Cosplay may, on the surface, appear as a light-hearted aspect of dressing up. I remember when I had a conversation with someone about this project while I was researching, we started chatting about the intricate and complicated nature of cosplay. This person I was chatting to, at the end, said, in surprise, “I guess it’s more than just dressing up, then.” It is important to note that there is no such thing as “just” dressing up. Dress itself has a detailed sociology that helps us demonstrate to others who we are, and it’s all on our body, which is also read and understood on a variety of different levels such as gender, race, ability or disability, and economic status.

The history of cosplay is long, and potentially much longer if we continue to look down the history of mythic performances. But even if we don’t, it’s far longer than just the 1980s and ‘90s, and mostly it is because people have always intuitively known the importance of dressing the body, and the way this communicates a variety of beliefs, ideas, and actions.

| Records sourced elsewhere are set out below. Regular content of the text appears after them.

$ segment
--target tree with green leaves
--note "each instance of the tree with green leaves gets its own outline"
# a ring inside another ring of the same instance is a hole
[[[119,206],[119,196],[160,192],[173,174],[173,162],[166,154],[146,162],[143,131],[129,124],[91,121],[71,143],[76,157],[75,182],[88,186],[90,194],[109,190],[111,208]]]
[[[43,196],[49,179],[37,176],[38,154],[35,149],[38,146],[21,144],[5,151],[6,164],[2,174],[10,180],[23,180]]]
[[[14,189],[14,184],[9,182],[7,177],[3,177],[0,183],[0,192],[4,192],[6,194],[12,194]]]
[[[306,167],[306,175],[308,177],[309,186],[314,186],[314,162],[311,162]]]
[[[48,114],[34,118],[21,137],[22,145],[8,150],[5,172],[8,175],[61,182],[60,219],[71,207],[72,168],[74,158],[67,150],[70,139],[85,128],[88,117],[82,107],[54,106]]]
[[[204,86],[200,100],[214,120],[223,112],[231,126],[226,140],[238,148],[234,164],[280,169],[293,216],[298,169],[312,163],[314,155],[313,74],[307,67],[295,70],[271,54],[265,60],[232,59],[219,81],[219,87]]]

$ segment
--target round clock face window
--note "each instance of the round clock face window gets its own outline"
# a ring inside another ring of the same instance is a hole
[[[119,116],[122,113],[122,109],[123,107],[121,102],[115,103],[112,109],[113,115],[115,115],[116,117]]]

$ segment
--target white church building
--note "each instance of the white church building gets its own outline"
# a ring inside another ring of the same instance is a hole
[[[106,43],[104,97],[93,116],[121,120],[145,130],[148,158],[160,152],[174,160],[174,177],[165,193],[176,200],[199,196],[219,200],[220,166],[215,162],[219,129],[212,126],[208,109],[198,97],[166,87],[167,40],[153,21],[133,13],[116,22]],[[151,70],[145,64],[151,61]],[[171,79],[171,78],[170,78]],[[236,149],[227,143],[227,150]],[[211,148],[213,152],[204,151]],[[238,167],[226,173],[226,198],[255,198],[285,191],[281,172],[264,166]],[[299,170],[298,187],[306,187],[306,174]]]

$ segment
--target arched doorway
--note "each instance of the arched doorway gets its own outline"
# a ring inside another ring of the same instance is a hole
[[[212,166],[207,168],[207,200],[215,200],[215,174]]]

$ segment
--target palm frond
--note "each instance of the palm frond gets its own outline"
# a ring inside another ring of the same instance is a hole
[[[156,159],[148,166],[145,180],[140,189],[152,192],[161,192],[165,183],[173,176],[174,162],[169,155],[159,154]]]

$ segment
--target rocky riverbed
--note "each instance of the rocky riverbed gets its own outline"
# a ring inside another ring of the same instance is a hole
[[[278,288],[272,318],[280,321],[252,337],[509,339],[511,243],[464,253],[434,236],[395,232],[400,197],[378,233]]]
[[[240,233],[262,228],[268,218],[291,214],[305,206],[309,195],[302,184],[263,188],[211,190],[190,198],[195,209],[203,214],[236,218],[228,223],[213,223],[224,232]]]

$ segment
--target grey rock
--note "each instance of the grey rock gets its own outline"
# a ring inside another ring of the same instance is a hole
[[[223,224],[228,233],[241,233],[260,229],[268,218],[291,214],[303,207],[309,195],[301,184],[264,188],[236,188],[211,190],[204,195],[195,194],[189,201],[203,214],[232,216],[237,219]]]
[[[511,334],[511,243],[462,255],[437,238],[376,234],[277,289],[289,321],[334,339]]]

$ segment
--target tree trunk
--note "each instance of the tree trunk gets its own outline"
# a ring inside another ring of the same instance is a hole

We think of things as special: we have specialised actions and thoughts and beliefs and connections to our mythic fictions. And dressing as this fictionalised Other can change us, because our body and our dress are an important way of communicating ourselves. Changing these things can actively change the way our identities are understood and read by others. There is something more about masked performances than just wearing a mask. Likewise, there is something more about cosplay than just wearing a costume.